Some patients with Baló's concentric sclerosis have oligoclonal bands in their blood, while others do not. Researchers suggest that Baló's lesions may not represent a single disease but could be the final stage of various demyelinating disorders. Recent studies indicate that pattern III lesions respond well to mitoxantrone, a medication, but are less likely to improve with plasmapheresis. These lesions can be diagnosed without a biopsy, as patients often show strong reactions to AQP1 (without antibodies) and varicella zoster virus (VZV).

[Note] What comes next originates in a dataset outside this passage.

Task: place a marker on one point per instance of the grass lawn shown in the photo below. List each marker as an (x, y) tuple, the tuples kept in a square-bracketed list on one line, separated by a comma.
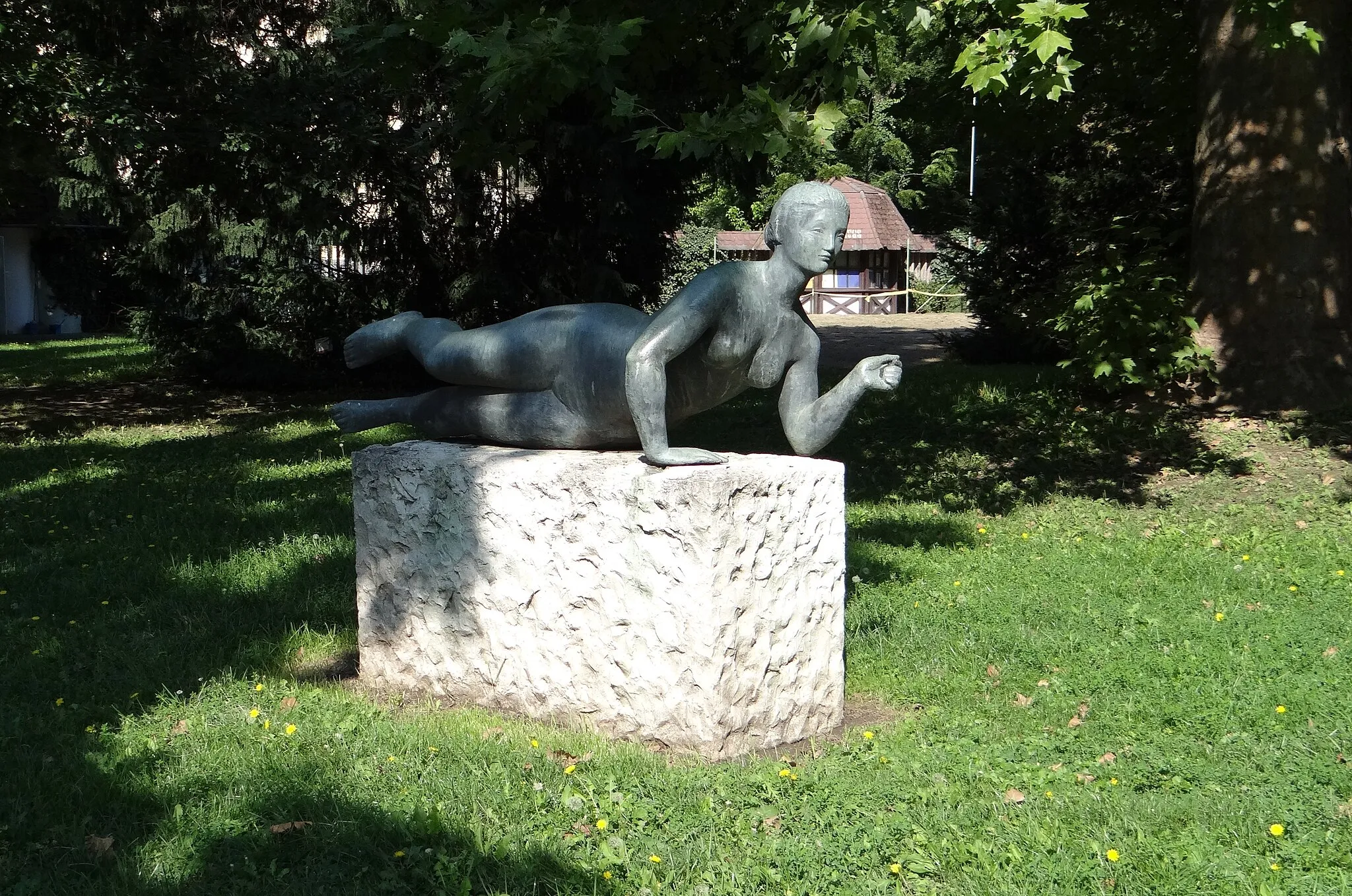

The cause of Baló's concentric sclerosis and pattern III multiple sclerosis lesions is still debated. Early theories suggested that pattern III lesions might be an early stage of multiple sclerosis plaques, but later studies have questioned this idea, proposing that these lesions may result from a different process. Pattern III lesions are marked by damage to oligodendrocytes (cells that produce myelin) and specific cell death, which differs from the typical features of multiple sclerosis lesions, such as immune cell infiltration and antibody activity. This unique pattern has led scientists to explore other possible causes, such as environmental or infectious factors. One proposed cause involves the bacterium Clostridium perfringens, which produces a toxin called epsilon toxin. A study found C. perfringens in a person who later developed multiple sclerosis, and people with multiple sclerosis show higher immune reactions to epsilon toxin than healthy individuals, suggesting possible exposure.

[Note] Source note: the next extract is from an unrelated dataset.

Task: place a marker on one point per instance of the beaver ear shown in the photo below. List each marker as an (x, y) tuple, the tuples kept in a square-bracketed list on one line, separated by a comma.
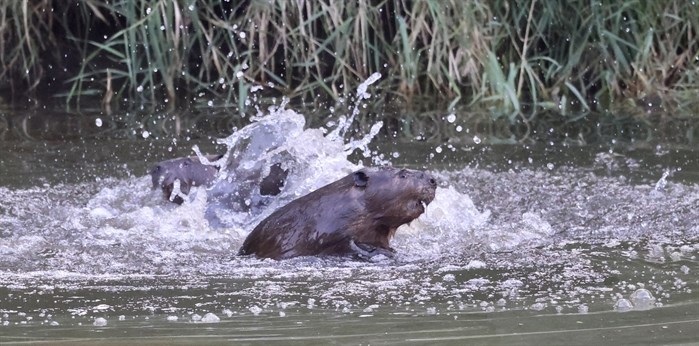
[(360, 179)]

Evidence also shows that astrocytes (a type of brain cell) play a role in Baló's concentric sclerosis. Studies found that patients lose certain channels (AQP1 and AQP4) in brain areas affected by the disease, even without detectable AQP4 antibodies. This pattern of astrocyte damage is different from that seen in neuromyelitis optica, where AQP4 antibodies are typically present. However, it suggests similar mechanisms may contribute to lesion formation in both conditions. Patients also show strong immune reactions to AQP1, indicating that astrocyte injury may occur through processes other than antibody binding, such as T-cell activity or toxin effects.